Aim:
To estimate the concentration of protein using Bradford Method.
Principle:
The Bradford protein assay is a commonly used method for estimating the concentration of proteins in a sample. Generally, it is based on the binding of Coomassie Brilliant Blue (CBB) dye to proteins, resulting in a shift its maximum absorbance maximum from 465 nm to 595 nm. The orginal maxium absorbance of CBB is 465 nm and if it binds with the protein the absorbanc will be shifted to the 595nm resulting in a change in color from brown to blue. The Solution of CBB is originally brown and after linked with the protein molecule the color will be changed to blue color complex. The strong noncomplex bond is formed between carboxyl groups of the protein and dye by van der Waals force and amino group through electrostatic interactions.

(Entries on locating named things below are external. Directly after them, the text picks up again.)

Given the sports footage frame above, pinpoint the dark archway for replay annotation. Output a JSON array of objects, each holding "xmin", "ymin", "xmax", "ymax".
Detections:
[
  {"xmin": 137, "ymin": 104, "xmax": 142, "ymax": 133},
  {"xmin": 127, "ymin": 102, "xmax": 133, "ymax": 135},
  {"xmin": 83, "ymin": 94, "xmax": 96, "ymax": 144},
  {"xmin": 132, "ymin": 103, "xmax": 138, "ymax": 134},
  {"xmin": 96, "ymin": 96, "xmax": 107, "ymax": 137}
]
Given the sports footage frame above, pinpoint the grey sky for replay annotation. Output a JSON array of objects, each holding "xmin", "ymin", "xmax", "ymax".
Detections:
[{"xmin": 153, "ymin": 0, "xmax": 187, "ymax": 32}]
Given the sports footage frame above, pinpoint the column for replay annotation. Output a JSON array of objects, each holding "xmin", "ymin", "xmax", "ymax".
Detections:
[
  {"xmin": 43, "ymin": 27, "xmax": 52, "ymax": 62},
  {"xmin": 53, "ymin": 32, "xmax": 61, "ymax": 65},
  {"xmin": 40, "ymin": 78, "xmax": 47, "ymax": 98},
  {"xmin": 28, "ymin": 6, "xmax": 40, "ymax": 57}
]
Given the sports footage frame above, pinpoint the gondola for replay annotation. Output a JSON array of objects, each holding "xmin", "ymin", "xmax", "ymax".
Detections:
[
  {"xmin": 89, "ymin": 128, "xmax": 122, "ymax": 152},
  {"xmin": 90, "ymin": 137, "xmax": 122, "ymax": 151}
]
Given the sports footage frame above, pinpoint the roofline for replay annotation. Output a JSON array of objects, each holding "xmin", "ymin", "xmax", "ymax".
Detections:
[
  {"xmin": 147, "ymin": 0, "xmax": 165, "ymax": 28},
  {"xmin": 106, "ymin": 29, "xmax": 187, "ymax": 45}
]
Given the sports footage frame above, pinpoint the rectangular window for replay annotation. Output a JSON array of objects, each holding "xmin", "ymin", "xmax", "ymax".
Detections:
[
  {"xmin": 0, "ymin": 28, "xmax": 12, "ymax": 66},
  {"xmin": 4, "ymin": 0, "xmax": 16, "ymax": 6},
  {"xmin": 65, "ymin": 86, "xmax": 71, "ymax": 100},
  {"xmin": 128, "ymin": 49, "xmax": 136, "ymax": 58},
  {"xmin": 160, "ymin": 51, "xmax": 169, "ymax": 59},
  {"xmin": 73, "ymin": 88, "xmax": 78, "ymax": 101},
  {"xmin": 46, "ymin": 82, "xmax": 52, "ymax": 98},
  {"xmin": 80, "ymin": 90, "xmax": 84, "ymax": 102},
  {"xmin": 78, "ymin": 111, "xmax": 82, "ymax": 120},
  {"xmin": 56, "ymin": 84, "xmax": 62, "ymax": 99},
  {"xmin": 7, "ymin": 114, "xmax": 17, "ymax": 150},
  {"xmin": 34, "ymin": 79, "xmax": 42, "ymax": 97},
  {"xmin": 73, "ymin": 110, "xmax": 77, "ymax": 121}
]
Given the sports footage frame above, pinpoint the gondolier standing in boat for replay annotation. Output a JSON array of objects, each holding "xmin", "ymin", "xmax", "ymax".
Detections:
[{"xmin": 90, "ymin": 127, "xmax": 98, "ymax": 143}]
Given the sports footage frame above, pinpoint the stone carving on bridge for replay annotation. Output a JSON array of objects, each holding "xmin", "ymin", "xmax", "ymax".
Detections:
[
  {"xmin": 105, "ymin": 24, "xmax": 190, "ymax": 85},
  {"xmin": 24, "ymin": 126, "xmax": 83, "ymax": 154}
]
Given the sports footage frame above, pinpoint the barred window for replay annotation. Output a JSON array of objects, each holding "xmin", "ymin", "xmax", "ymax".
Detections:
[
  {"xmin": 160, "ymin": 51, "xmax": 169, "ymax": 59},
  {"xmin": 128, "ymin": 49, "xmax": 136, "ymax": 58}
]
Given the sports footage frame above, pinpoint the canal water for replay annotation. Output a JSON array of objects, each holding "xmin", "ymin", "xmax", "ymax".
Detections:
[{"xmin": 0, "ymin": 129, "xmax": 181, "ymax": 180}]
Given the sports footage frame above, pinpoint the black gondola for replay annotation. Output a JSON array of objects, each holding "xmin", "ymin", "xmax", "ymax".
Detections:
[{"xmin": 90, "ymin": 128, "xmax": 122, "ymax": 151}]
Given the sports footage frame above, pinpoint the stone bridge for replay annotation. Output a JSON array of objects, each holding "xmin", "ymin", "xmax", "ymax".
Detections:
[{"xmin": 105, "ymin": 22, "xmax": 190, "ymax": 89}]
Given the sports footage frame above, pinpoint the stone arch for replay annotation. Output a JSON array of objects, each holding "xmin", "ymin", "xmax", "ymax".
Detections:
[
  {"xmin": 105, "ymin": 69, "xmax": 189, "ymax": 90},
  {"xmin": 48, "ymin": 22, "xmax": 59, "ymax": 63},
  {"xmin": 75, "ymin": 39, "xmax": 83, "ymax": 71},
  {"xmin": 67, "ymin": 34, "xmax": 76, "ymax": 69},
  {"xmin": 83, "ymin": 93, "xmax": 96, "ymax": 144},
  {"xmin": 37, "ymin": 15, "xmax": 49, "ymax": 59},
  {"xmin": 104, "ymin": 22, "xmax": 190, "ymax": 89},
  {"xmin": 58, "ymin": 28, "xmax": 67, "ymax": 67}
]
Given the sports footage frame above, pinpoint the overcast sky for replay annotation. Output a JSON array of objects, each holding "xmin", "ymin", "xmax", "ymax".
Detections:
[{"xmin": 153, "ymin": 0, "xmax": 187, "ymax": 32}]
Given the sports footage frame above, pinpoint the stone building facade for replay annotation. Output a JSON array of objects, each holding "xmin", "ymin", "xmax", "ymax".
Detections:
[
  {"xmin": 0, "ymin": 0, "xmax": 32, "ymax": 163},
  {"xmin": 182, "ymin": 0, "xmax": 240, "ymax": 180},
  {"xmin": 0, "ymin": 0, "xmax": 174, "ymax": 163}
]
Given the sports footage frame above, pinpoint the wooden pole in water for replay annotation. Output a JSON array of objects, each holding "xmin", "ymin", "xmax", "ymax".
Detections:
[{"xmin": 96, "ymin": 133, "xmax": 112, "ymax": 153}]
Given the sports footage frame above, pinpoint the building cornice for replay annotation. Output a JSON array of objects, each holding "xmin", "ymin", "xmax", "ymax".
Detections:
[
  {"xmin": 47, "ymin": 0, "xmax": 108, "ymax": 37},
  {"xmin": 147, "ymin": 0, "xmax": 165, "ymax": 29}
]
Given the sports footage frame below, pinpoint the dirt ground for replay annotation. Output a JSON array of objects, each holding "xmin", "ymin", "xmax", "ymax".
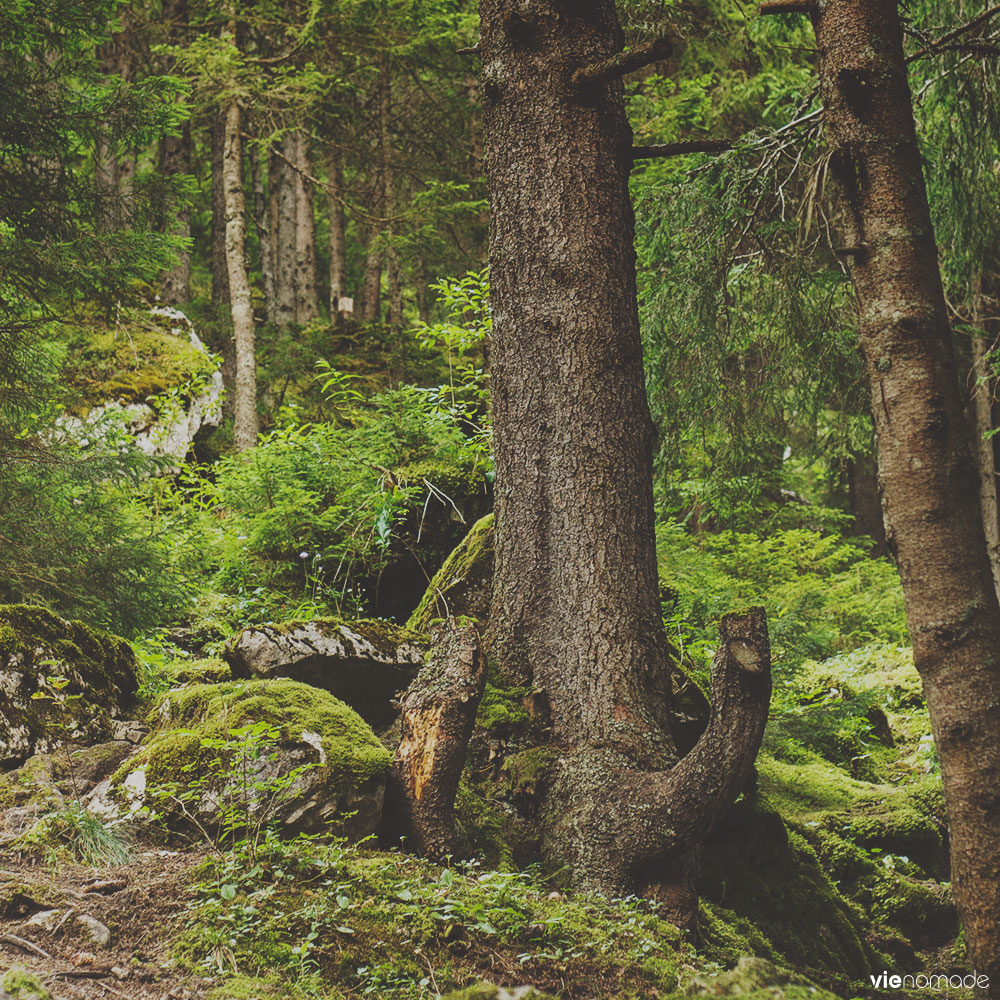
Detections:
[{"xmin": 0, "ymin": 848, "xmax": 213, "ymax": 1000}]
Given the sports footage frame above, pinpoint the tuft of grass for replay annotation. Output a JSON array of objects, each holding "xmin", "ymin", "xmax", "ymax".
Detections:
[{"xmin": 20, "ymin": 801, "xmax": 131, "ymax": 868}]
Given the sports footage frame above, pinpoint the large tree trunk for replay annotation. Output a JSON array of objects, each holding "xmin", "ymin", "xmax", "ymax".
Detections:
[
  {"xmin": 294, "ymin": 130, "xmax": 319, "ymax": 324},
  {"xmin": 271, "ymin": 132, "xmax": 298, "ymax": 326},
  {"xmin": 386, "ymin": 619, "xmax": 486, "ymax": 860},
  {"xmin": 250, "ymin": 135, "xmax": 277, "ymax": 323},
  {"xmin": 480, "ymin": 0, "xmax": 770, "ymax": 923},
  {"xmin": 327, "ymin": 145, "xmax": 347, "ymax": 321},
  {"xmin": 815, "ymin": 0, "xmax": 1000, "ymax": 984},
  {"xmin": 209, "ymin": 115, "xmax": 229, "ymax": 306},
  {"xmin": 222, "ymin": 101, "xmax": 257, "ymax": 451}
]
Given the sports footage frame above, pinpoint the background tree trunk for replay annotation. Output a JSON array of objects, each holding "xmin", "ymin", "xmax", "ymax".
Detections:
[
  {"xmin": 271, "ymin": 132, "xmax": 298, "ymax": 326},
  {"xmin": 816, "ymin": 0, "xmax": 1000, "ymax": 984},
  {"xmin": 327, "ymin": 143, "xmax": 347, "ymax": 314},
  {"xmin": 209, "ymin": 115, "xmax": 229, "ymax": 306},
  {"xmin": 160, "ymin": 122, "xmax": 191, "ymax": 305},
  {"xmin": 293, "ymin": 129, "xmax": 319, "ymax": 324},
  {"xmin": 970, "ymin": 283, "xmax": 1000, "ymax": 593},
  {"xmin": 222, "ymin": 101, "xmax": 257, "ymax": 451},
  {"xmin": 250, "ymin": 135, "xmax": 278, "ymax": 323},
  {"xmin": 480, "ymin": 0, "xmax": 770, "ymax": 922}
]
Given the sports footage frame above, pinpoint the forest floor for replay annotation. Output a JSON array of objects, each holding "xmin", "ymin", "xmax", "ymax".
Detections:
[{"xmin": 0, "ymin": 848, "xmax": 214, "ymax": 1000}]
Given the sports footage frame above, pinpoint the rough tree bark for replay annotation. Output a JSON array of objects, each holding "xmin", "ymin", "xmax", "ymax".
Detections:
[
  {"xmin": 971, "ymin": 282, "xmax": 1000, "ymax": 593},
  {"xmin": 250, "ymin": 135, "xmax": 278, "ymax": 323},
  {"xmin": 222, "ymin": 96, "xmax": 257, "ymax": 451},
  {"xmin": 271, "ymin": 132, "xmax": 297, "ymax": 326},
  {"xmin": 209, "ymin": 113, "xmax": 229, "ymax": 306},
  {"xmin": 480, "ymin": 0, "xmax": 770, "ymax": 925},
  {"xmin": 293, "ymin": 129, "xmax": 319, "ymax": 324},
  {"xmin": 327, "ymin": 144, "xmax": 347, "ymax": 321},
  {"xmin": 160, "ymin": 122, "xmax": 191, "ymax": 305},
  {"xmin": 386, "ymin": 620, "xmax": 486, "ymax": 859},
  {"xmin": 160, "ymin": 0, "xmax": 192, "ymax": 305},
  {"xmin": 800, "ymin": 0, "xmax": 1000, "ymax": 984}
]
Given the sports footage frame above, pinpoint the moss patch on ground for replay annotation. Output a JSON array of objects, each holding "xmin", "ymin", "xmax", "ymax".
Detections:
[
  {"xmin": 112, "ymin": 680, "xmax": 390, "ymax": 816},
  {"xmin": 64, "ymin": 314, "xmax": 214, "ymax": 415}
]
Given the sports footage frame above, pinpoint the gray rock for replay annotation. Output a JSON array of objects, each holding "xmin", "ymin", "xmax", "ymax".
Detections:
[
  {"xmin": 223, "ymin": 618, "xmax": 427, "ymax": 728},
  {"xmin": 0, "ymin": 604, "xmax": 138, "ymax": 769},
  {"xmin": 93, "ymin": 679, "xmax": 390, "ymax": 839},
  {"xmin": 73, "ymin": 913, "xmax": 111, "ymax": 948},
  {"xmin": 28, "ymin": 910, "xmax": 66, "ymax": 931}
]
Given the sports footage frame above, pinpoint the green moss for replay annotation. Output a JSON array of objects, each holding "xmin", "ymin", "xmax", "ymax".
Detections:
[
  {"xmin": 0, "ymin": 969, "xmax": 52, "ymax": 1000},
  {"xmin": 699, "ymin": 797, "xmax": 883, "ymax": 981},
  {"xmin": 394, "ymin": 459, "xmax": 486, "ymax": 506},
  {"xmin": 205, "ymin": 976, "xmax": 343, "ymax": 1000},
  {"xmin": 0, "ymin": 604, "xmax": 139, "ymax": 693},
  {"xmin": 407, "ymin": 514, "xmax": 494, "ymax": 631},
  {"xmin": 64, "ymin": 317, "xmax": 213, "ymax": 415},
  {"xmin": 0, "ymin": 604, "xmax": 139, "ymax": 766},
  {"xmin": 120, "ymin": 680, "xmax": 390, "ymax": 792},
  {"xmin": 166, "ymin": 656, "xmax": 232, "ymax": 686},
  {"xmin": 444, "ymin": 983, "xmax": 555, "ymax": 1000},
  {"xmin": 254, "ymin": 617, "xmax": 428, "ymax": 657},
  {"xmin": 500, "ymin": 746, "xmax": 559, "ymax": 798}
]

The amount of protein in a sample is determined spectrophotometrically by measuring the absorbance of the blue-colored solution at 595 nm and comparing it to a standard curve generated using known concentrations of protein.
Fig: Estimation of protein by Bradford method
Reagents Required:
- Bradford reagent: Dissolve 100 mg Coomassie Brilliant Blue G-250 in 50 ml 95% ethanol/Methanol, add 100 ml 85% (w/v) phosphoric acid. Make up to 1 liter after the dye has completely solubilized, and filter through filter paper before use.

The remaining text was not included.